Sachets and the Narrative of Convenience
In just over a few decades since they were introduced in the Philippine market, sachets and other single-use plastics have become ubiquitous, so much so that a 2019 study by the Global Alliance for Incinerator Alternatives showed that Filipinos generate as much as 164 million sachets in a year—enough to cover the whole of Metro Manila in a foot of plastic sachets. Fast-moving consumer goods companies have been using the “pro-poor” narrative to push sachets in the market. They claim that by making their products available in small packets, people are able to afford branded shampoo, toothpaste, conditioner, albeit in small quantities, thanks to their low price points. But with the convenience that sachets brought were bigger problems that outweighed their supposed benefits. Sachets, together with other single-use plastics, are big contributors to the growing issue of plastic waste problem and are hindering cities with good solid waste management programs from becoming completely Zero Waste. Unlike the other single-use plastics such as plastic bags and straws, sachets are yet to be the subject of regulations and bans.
Ripe for Regulation
According to the same GAIA report, sachets—both single-layer and multi-layers—make up 52% of the country’s plastic residual waste stream. The good news is that a 2019 report by the Social Weather Stations commissioned by GAIA found that Filipinos are for regulating problematic plastics; 7 of 10 Filipinos believed that single-use plastics should be regulated, while 5 of 10 are for regulating sachets. Policy, if enforced, is an effective instrument in regulating single-use plastics. To illustrate, since Quezon City banned single-use plastics, even fast-food chains in the city were forced to shift to reusable plates, cups, and cutlery. COVID-19 may have disrupted the implementation of the single-use plastic ban in the city, but with experts saying that reusables are safe to use even during the pandemic, the city government should have no hindrance in imposing the ban.

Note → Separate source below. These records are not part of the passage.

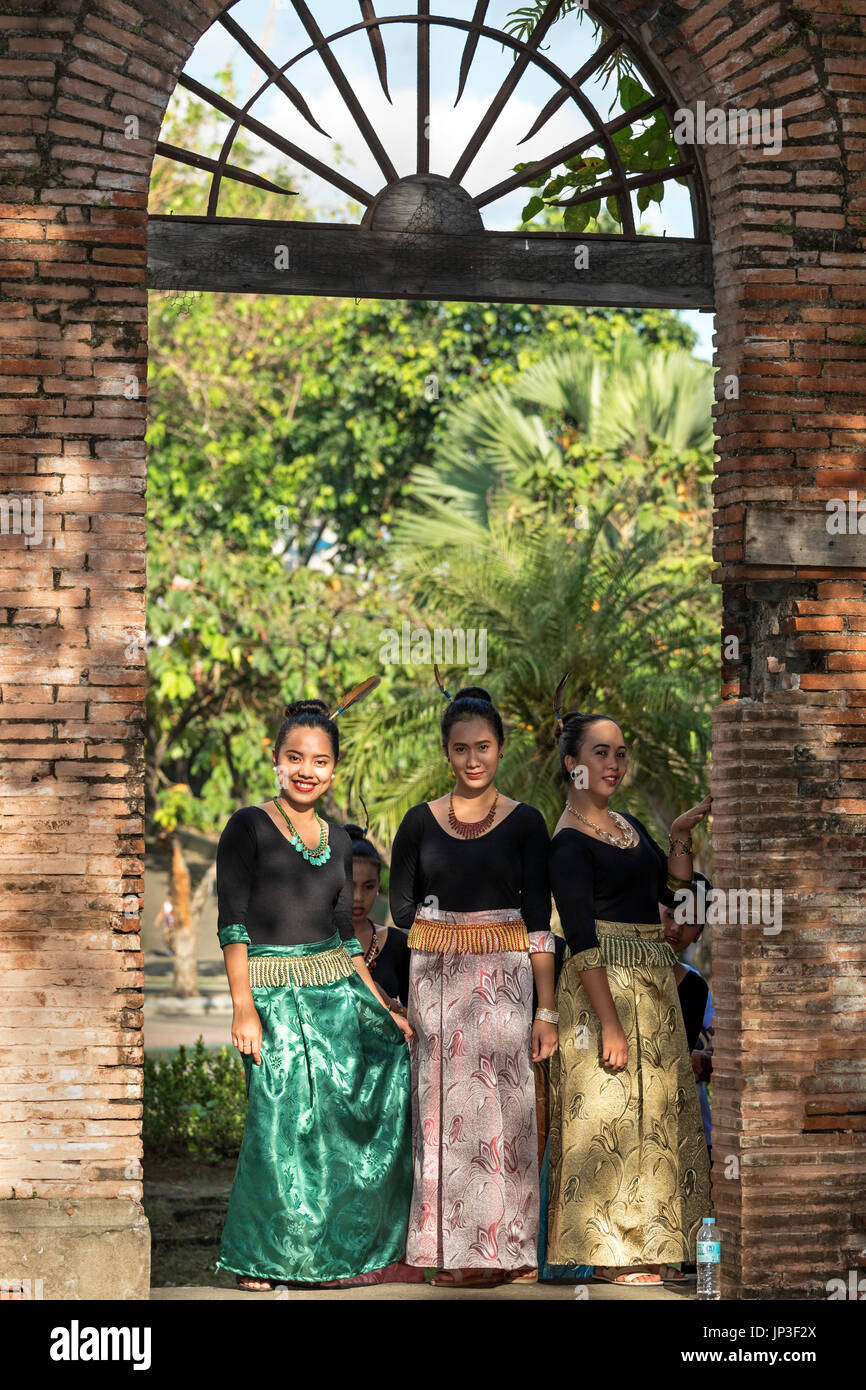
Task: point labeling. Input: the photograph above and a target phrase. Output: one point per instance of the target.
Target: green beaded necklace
(316, 856)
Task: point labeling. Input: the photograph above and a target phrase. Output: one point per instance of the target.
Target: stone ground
(185, 1201)
(185, 1204)
(581, 1293)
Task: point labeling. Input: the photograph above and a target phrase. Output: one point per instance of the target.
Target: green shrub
(195, 1104)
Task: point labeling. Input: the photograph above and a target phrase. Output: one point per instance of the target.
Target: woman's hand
(545, 1040)
(403, 1025)
(615, 1047)
(246, 1030)
(684, 824)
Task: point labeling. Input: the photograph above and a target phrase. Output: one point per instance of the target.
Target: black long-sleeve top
(594, 880)
(503, 868)
(389, 968)
(266, 886)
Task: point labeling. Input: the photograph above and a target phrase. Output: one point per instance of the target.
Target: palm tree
(549, 601)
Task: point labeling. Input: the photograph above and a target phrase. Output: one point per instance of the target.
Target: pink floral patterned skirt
(474, 1200)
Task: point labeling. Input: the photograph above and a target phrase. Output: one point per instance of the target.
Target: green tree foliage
(282, 437)
(647, 145)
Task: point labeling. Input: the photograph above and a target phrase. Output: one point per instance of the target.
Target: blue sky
(277, 29)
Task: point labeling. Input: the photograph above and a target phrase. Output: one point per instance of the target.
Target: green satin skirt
(324, 1175)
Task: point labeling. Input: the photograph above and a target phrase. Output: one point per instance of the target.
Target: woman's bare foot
(467, 1278)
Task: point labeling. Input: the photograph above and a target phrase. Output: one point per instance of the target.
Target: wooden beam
(801, 538)
(499, 267)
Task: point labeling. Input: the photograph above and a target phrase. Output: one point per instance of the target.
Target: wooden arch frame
(423, 235)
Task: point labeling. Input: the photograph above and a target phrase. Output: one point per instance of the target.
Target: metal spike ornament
(439, 681)
(558, 698)
(356, 694)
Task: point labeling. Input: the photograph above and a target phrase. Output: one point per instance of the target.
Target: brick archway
(788, 767)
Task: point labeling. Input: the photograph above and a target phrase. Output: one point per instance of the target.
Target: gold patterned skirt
(628, 1162)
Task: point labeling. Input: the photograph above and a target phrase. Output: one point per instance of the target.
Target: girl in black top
(469, 877)
(323, 1182)
(385, 948)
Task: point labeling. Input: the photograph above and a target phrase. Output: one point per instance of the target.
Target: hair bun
(305, 706)
(572, 717)
(473, 692)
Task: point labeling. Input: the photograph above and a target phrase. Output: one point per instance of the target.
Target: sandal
(628, 1279)
(456, 1279)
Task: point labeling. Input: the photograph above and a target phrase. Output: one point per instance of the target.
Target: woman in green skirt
(324, 1173)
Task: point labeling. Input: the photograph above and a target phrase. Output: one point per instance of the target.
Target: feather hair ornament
(439, 683)
(558, 698)
(356, 692)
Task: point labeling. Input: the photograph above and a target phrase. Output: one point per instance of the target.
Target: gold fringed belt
(477, 931)
(317, 968)
(634, 943)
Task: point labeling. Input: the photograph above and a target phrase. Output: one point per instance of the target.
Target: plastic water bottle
(709, 1260)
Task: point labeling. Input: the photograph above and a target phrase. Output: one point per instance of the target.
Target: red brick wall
(788, 763)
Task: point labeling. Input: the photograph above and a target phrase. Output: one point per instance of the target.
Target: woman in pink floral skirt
(469, 877)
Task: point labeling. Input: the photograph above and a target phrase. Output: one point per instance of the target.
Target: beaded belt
(627, 943)
(319, 968)
(501, 929)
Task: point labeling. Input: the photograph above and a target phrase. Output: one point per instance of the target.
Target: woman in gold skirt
(628, 1164)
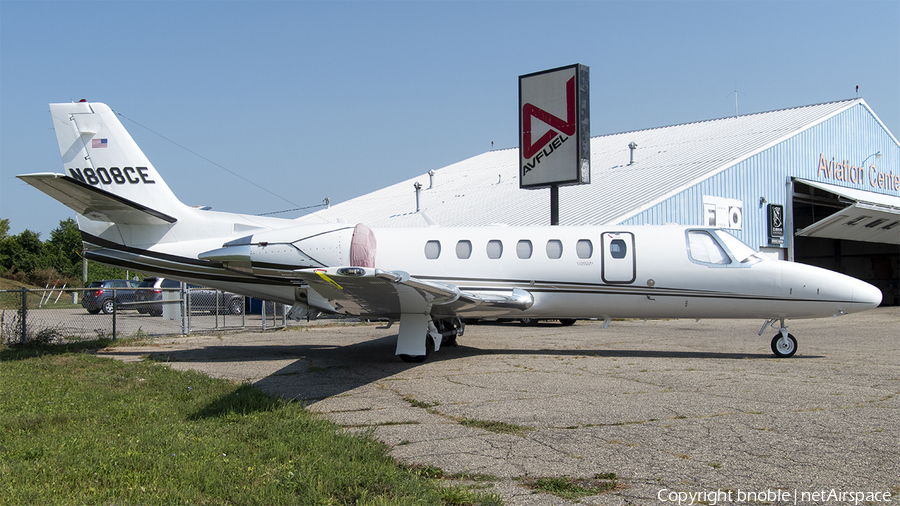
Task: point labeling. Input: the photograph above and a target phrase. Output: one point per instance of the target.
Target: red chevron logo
(566, 126)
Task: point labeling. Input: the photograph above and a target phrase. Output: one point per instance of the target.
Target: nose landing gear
(784, 345)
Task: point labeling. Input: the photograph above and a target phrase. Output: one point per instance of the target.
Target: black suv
(201, 298)
(99, 295)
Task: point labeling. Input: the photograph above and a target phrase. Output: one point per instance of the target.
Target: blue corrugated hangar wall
(853, 135)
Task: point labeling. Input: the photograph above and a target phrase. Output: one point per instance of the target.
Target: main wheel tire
(784, 348)
(418, 359)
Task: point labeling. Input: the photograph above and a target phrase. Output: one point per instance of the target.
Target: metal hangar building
(818, 184)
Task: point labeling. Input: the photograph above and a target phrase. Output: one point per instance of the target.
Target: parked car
(99, 295)
(201, 298)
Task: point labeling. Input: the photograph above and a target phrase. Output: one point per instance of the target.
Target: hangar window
(554, 248)
(523, 249)
(584, 248)
(463, 249)
(495, 249)
(703, 248)
(432, 249)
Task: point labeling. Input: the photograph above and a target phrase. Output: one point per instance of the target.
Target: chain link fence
(52, 315)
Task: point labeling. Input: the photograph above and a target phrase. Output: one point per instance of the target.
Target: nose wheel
(784, 346)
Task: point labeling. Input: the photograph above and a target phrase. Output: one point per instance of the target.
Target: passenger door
(618, 257)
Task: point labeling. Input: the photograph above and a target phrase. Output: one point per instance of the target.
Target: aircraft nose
(865, 296)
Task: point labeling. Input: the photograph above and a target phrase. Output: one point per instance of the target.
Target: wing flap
(367, 291)
(95, 203)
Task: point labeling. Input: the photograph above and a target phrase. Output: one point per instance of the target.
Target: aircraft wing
(95, 203)
(367, 291)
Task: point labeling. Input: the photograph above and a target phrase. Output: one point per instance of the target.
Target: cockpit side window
(741, 252)
(705, 249)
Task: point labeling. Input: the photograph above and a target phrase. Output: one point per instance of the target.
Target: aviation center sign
(554, 127)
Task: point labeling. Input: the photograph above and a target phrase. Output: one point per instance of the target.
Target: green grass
(78, 429)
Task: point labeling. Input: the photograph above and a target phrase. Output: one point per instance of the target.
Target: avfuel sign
(555, 127)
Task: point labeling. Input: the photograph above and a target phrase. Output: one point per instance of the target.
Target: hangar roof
(484, 189)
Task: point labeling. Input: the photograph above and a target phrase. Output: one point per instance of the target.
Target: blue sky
(312, 100)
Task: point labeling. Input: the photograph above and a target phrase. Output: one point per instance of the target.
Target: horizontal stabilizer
(95, 203)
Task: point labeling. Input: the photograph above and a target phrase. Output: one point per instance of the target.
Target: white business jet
(430, 278)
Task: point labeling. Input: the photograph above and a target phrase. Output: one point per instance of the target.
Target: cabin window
(523, 249)
(463, 249)
(584, 248)
(554, 248)
(494, 249)
(703, 248)
(432, 249)
(618, 248)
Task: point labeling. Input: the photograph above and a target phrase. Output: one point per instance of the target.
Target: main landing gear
(784, 345)
(443, 330)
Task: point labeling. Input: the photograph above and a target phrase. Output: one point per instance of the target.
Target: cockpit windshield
(743, 253)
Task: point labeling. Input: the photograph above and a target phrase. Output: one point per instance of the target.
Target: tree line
(27, 259)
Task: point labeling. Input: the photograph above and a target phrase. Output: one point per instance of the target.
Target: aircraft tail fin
(107, 176)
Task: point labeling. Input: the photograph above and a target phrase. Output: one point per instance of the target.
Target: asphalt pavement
(682, 411)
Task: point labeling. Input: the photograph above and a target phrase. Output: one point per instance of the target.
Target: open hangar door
(849, 231)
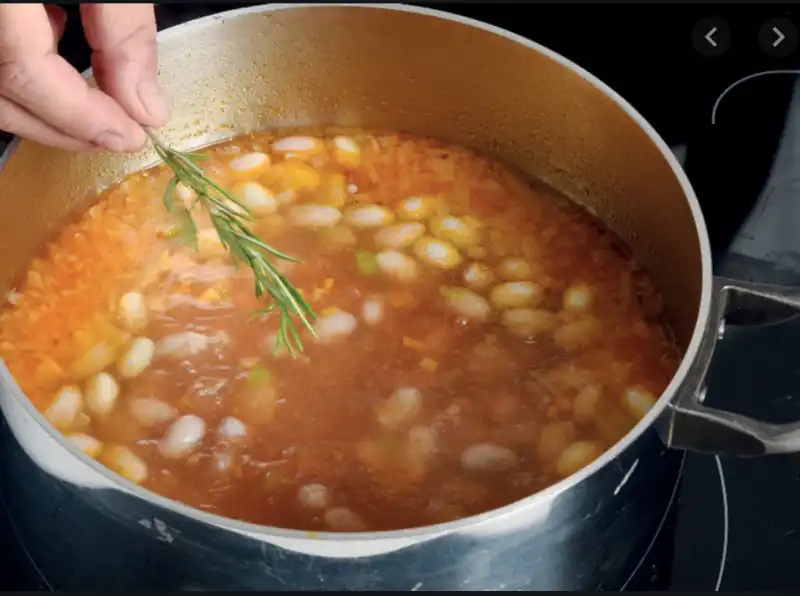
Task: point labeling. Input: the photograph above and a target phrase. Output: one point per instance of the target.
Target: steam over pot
(422, 71)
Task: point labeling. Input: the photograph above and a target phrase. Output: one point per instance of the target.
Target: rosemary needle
(230, 219)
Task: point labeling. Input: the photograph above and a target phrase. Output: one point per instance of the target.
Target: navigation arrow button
(711, 37)
(778, 37)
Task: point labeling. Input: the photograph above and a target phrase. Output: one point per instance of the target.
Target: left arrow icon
(711, 37)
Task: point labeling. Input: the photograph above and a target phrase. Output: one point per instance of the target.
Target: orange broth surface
(479, 337)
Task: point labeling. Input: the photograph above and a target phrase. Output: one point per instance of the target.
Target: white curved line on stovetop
(725, 530)
(660, 527)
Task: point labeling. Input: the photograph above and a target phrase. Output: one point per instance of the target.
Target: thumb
(124, 58)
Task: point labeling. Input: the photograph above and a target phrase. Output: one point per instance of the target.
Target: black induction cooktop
(733, 524)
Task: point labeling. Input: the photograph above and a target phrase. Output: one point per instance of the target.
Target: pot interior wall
(381, 68)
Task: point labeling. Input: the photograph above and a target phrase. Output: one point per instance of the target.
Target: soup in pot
(478, 337)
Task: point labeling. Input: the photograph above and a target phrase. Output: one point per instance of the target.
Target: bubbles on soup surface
(477, 338)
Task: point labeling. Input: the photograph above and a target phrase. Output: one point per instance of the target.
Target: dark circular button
(778, 37)
(711, 37)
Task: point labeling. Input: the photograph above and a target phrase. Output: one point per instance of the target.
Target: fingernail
(154, 101)
(111, 140)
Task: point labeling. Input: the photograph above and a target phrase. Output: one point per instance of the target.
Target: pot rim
(532, 501)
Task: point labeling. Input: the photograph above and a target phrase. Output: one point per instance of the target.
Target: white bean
(188, 343)
(94, 360)
(102, 391)
(416, 208)
(86, 443)
(182, 436)
(368, 216)
(65, 407)
(299, 146)
(249, 164)
(422, 442)
(526, 322)
(372, 311)
(514, 269)
(346, 152)
(488, 457)
(397, 265)
(184, 193)
(136, 358)
(466, 303)
(314, 216)
(638, 400)
(402, 405)
(313, 496)
(478, 275)
(515, 294)
(577, 298)
(285, 197)
(437, 253)
(456, 230)
(399, 235)
(133, 311)
(334, 327)
(149, 411)
(255, 198)
(126, 463)
(578, 455)
(341, 519)
(232, 429)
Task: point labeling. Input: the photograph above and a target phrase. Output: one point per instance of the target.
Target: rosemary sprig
(230, 219)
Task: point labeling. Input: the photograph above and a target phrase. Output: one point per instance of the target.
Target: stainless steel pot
(412, 69)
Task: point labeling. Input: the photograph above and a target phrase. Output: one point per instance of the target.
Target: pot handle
(687, 423)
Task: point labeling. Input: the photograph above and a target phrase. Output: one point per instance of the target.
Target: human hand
(43, 98)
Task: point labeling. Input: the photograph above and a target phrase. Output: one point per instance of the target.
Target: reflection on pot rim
(541, 500)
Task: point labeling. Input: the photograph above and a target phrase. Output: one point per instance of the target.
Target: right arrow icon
(778, 37)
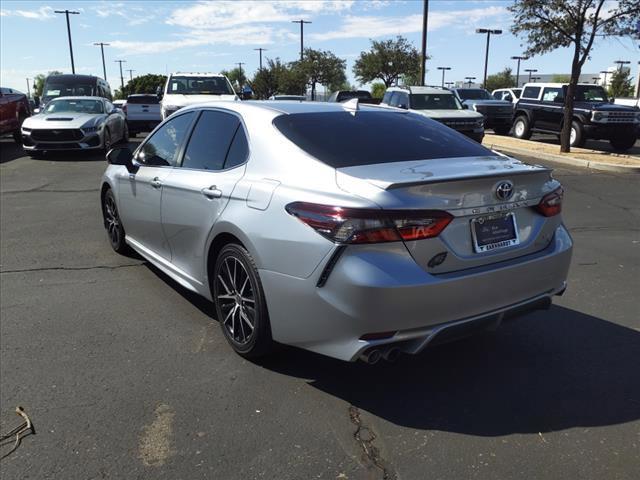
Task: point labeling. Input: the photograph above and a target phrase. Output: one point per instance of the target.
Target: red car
(14, 108)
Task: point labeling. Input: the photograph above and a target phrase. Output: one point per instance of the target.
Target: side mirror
(122, 156)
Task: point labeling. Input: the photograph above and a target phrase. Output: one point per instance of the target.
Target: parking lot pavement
(126, 375)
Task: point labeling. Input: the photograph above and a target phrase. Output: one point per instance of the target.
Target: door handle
(211, 192)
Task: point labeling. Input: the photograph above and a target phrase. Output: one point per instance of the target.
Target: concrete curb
(574, 162)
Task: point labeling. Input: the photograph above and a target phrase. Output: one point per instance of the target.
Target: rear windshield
(342, 139)
(146, 99)
(474, 94)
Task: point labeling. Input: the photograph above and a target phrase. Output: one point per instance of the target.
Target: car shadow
(9, 150)
(547, 371)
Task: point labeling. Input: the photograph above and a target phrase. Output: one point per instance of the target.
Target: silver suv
(439, 104)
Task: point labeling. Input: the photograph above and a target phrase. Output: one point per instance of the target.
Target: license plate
(493, 232)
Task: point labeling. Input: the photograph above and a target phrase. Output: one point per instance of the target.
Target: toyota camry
(74, 123)
(354, 231)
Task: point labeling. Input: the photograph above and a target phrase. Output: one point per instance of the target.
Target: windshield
(435, 101)
(474, 94)
(588, 93)
(52, 90)
(342, 139)
(200, 86)
(76, 106)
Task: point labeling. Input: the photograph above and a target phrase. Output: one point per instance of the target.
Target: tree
(550, 24)
(620, 84)
(378, 89)
(503, 79)
(323, 67)
(387, 61)
(148, 83)
(38, 82)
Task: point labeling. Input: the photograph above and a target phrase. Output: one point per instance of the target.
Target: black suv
(541, 109)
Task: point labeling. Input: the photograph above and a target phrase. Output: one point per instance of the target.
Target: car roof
(420, 89)
(198, 74)
(289, 106)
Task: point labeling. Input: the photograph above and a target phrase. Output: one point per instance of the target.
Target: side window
(162, 148)
(239, 149)
(210, 141)
(531, 92)
(552, 95)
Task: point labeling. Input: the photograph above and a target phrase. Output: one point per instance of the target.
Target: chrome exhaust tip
(371, 356)
(391, 354)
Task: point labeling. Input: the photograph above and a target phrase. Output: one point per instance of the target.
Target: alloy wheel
(236, 298)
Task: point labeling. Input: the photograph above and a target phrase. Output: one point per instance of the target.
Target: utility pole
(621, 63)
(67, 13)
(423, 58)
(444, 69)
(260, 50)
(241, 74)
(301, 22)
(518, 69)
(121, 77)
(488, 31)
(104, 67)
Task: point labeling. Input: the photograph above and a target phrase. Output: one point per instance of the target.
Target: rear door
(140, 193)
(199, 188)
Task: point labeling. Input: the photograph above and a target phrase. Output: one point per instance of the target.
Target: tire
(577, 137)
(106, 142)
(113, 224)
(622, 144)
(236, 287)
(521, 128)
(503, 130)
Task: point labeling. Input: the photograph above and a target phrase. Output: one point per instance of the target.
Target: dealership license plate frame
(481, 247)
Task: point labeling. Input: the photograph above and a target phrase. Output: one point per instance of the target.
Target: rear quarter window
(341, 139)
(531, 92)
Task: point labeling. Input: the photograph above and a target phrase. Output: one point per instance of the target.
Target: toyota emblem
(504, 190)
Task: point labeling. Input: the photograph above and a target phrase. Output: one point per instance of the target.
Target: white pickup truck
(183, 89)
(143, 112)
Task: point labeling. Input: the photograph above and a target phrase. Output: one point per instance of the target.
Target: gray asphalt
(127, 375)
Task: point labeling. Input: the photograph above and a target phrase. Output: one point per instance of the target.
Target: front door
(199, 188)
(140, 193)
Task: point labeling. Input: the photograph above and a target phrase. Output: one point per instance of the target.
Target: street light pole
(260, 50)
(104, 67)
(67, 13)
(301, 22)
(518, 69)
(423, 55)
(444, 69)
(488, 31)
(121, 77)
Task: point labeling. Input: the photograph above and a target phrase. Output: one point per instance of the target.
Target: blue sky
(160, 37)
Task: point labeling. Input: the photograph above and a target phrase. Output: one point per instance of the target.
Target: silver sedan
(354, 231)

Going Back to Take Steps Forward
With the increasing public awareness on the negative impacts of plastics on health and on the environment, more businesses are embracing the environmentally sustainable route, and revisiting the traditional ways that had served the community so well in the past. In the past two years, more and more Zero Waste stores—refill stores, stores that sell packaging-free organic products—are opening not only in the Philippines, but all over the world. What’s clear is that no one, whether they be in the Philippines or anywhere else, should have to keep paying for the packaging they didn’t need, and didn’t ask for. Sometimes, the way forward is going back to what works. Maybe these multinational corporations can learn a thing or two from Glaiza and Mario’s family business.